STARDUST & GOLDEN
DOUG McEACHERN
DOUG McEACHERN
UWA Publishing, 2018, 208
pages
Review by Phil Shannon
Two Adelaide University
students from opposite ends of the social scale - Mark (solid proletarian stock)
and Stephen (from the leafier postcodes) – discover something in common. There is a war in Vietnam to stop and a
hide-and-seek game of conscription to navigate.
They both register for the call-up ballot in full anti-war (T-shirt and
leaflet) mode, outside the offices of the Department of Labour and National
Service, trusting to luck that their number won’t come up or hoping to string
out student deferral of the khaki crunch point.
Doug McEachern’s novel follows
the progress and regress of the two friends as “endless acrimonious debates
over militancy” pepper their student group house in inner-city North
Adelaide. Mark, the most militant,
although not a patch on the unruly Maoists and anarchists, makes a tactical
error whilst leading an anti-war march through the city, taking the protesters
too close to police, flicking the spring that unleashes the coiled fury of the state,
primed for any pretext to exercise physical and judicial muscle.
Arrests, farcical trials, and convictions
made and overturned, are followed by the two young men’s looming decisions about
whether to go underground as draft resisters after receiving the fateful letter
announcing their ‘success’ in the conscription lottery. Their choice of response will, it turns out, carry
great human cost.
Four decades on, and Mark, a
“fed-up” oil industry consultant, chucks in his job and revisits those days and
their legacy of “unwanted memories” and
“unfinished business”, not just to do with the war but also with an unwanted
pregnancy, that afflicted the household.
At times, the characters’ relationships
teeter on the Melrose Place edge
(Mary - the Christian non-violent direct actionist - sums it up in “I love
Angela and she doesn’t love me. She
loves Stephen and Stephen doesn’t love her.

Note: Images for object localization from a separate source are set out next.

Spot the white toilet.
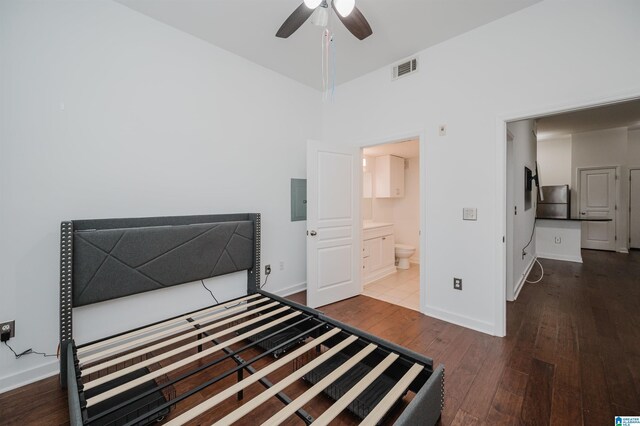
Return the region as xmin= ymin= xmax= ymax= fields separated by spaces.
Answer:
xmin=394 ymin=244 xmax=416 ymax=269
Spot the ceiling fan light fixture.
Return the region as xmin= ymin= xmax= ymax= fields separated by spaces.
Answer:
xmin=311 ymin=7 xmax=329 ymax=27
xmin=334 ymin=0 xmax=355 ymax=17
xmin=304 ymin=0 xmax=322 ymax=9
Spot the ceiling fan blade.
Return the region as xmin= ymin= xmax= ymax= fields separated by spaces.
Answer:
xmin=332 ymin=4 xmax=373 ymax=40
xmin=276 ymin=3 xmax=315 ymax=38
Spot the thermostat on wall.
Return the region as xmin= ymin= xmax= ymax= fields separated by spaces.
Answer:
xmin=463 ymin=208 xmax=477 ymax=221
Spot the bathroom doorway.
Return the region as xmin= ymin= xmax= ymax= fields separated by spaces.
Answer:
xmin=360 ymin=138 xmax=422 ymax=311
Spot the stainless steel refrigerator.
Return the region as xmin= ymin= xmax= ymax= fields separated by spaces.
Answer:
xmin=537 ymin=185 xmax=571 ymax=219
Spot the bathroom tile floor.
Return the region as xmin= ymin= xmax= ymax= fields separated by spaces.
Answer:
xmin=361 ymin=263 xmax=420 ymax=311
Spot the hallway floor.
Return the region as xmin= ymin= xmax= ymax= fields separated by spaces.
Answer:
xmin=362 ymin=263 xmax=420 ymax=311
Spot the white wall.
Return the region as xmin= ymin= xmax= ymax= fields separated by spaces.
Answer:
xmin=322 ymin=0 xmax=640 ymax=334
xmin=537 ymin=136 xmax=572 ymax=186
xmin=571 ymin=127 xmax=635 ymax=251
xmin=506 ymin=120 xmax=537 ymax=301
xmin=0 ymin=0 xmax=320 ymax=392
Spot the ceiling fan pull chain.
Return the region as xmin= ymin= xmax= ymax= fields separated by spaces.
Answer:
xmin=322 ymin=28 xmax=330 ymax=101
xmin=330 ymin=33 xmax=336 ymax=100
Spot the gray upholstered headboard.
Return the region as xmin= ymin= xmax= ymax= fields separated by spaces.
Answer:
xmin=59 ymin=213 xmax=260 ymax=387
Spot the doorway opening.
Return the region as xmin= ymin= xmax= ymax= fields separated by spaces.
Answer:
xmin=503 ymin=97 xmax=640 ymax=334
xmin=359 ymin=138 xmax=422 ymax=311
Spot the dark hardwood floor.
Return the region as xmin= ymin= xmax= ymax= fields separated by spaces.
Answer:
xmin=1 ymin=249 xmax=639 ymax=425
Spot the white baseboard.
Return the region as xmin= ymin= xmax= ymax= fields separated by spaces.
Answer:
xmin=423 ymin=304 xmax=495 ymax=336
xmin=270 ymin=281 xmax=306 ymax=298
xmin=618 ymin=249 xmax=629 ymax=254
xmin=0 ymin=359 xmax=58 ymax=395
xmin=537 ymin=252 xmax=582 ymax=263
xmin=363 ymin=266 xmax=396 ymax=285
xmin=510 ymin=256 xmax=537 ymax=302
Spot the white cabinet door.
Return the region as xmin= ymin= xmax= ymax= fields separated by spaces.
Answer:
xmin=306 ymin=140 xmax=361 ymax=308
xmin=579 ymin=167 xmax=616 ymax=251
xmin=367 ymin=237 xmax=383 ymax=272
xmin=390 ymin=155 xmax=405 ymax=197
xmin=380 ymin=234 xmax=395 ymax=268
xmin=375 ymin=155 xmax=405 ymax=198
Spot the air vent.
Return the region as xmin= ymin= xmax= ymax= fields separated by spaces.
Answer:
xmin=392 ymin=57 xmax=418 ymax=80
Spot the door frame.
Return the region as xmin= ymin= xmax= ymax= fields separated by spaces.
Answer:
xmin=576 ymin=165 xmax=621 ymax=251
xmin=630 ymin=166 xmax=640 ymax=249
xmin=495 ymin=90 xmax=640 ymax=337
xmin=357 ymin=130 xmax=427 ymax=313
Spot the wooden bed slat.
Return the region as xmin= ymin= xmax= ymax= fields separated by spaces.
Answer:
xmin=79 ymin=296 xmax=268 ymax=365
xmin=77 ymin=293 xmax=262 ymax=355
xmin=211 ymin=335 xmax=362 ymax=426
xmin=81 ymin=301 xmax=280 ymax=375
xmin=163 ymin=327 xmax=344 ymax=426
xmin=312 ymin=352 xmax=399 ymax=426
xmin=85 ymin=310 xmax=302 ymax=406
xmin=360 ymin=363 xmax=425 ymax=426
xmin=261 ymin=343 xmax=378 ymax=426
xmin=84 ymin=306 xmax=290 ymax=392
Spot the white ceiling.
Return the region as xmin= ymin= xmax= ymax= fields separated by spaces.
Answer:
xmin=537 ymin=99 xmax=640 ymax=140
xmin=115 ymin=0 xmax=541 ymax=90
xmin=363 ymin=139 xmax=419 ymax=158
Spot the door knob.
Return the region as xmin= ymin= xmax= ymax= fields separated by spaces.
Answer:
xmin=580 ymin=212 xmax=586 ymax=215
xmin=310 ymin=230 xmax=317 ymax=236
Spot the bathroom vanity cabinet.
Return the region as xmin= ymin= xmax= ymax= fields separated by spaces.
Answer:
xmin=362 ymin=224 xmax=396 ymax=285
xmin=375 ymin=155 xmax=405 ymax=198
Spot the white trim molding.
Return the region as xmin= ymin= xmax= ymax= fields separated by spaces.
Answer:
xmin=0 ymin=360 xmax=58 ymax=395
xmin=271 ymin=281 xmax=307 ymax=298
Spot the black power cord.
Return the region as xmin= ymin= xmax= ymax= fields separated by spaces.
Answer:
xmin=201 ymin=280 xmax=243 ymax=309
xmin=522 ymin=218 xmax=537 ymax=259
xmin=3 ymin=341 xmax=56 ymax=359
xmin=201 ymin=280 xmax=220 ymax=304
xmin=260 ymin=273 xmax=270 ymax=289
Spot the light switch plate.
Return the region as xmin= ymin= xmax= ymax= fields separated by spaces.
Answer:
xmin=463 ymin=208 xmax=477 ymax=221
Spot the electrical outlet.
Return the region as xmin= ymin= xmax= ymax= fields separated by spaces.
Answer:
xmin=453 ymin=278 xmax=462 ymax=291
xmin=265 ymin=265 xmax=271 ymax=275
xmin=279 ymin=261 xmax=284 ymax=271
xmin=0 ymin=320 xmax=15 ymax=341
xmin=439 ymin=124 xmax=447 ymax=136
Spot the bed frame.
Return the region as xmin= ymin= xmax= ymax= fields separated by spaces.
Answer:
xmin=60 ymin=213 xmax=444 ymax=425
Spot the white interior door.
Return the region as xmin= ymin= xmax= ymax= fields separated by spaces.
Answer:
xmin=630 ymin=169 xmax=640 ymax=249
xmin=579 ymin=167 xmax=616 ymax=251
xmin=306 ymin=140 xmax=361 ymax=308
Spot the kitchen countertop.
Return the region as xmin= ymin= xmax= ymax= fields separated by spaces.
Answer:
xmin=363 ymin=222 xmax=394 ymax=230
xmin=537 ymin=217 xmax=612 ymax=222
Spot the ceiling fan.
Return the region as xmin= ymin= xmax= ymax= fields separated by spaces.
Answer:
xmin=276 ymin=0 xmax=373 ymax=40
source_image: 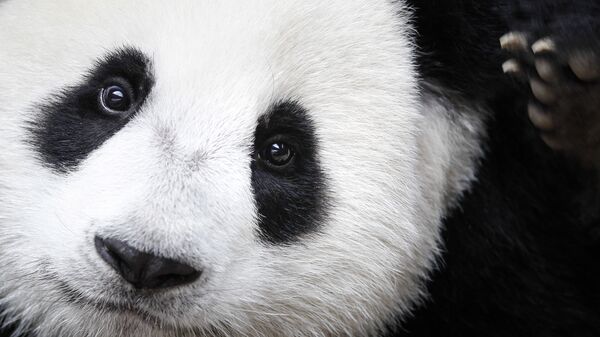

Jane and Edward pretend to live together but they’re always falling
apart”) but, like the 1990s cult American TV soap, it is oddly compelling. Unlike the shallow B-grade Hollywood dross,
however, there are large matters of political and social import at stake in the
personal travails.
McEachern (a sixties’ anti-war
campaigner, then university academic and now novelist in south coast retirement
in South Australia) writes what he knows about first-hand which gives his novel
authenticity. There is also a bit of preliminary
throat-clearing, scene-setting and character development that takes a while to
move up through the gears before the story takes on an independent life of its
own and motors towards a climax that avoids neat conclusion, is never quite predictable
and carries some emotional power.
So, there are some ‘first
novel nerves’, then, but the book turns out all right on the night. McEachern has the makings of a fine novelist
and we should look forward to more to come from him.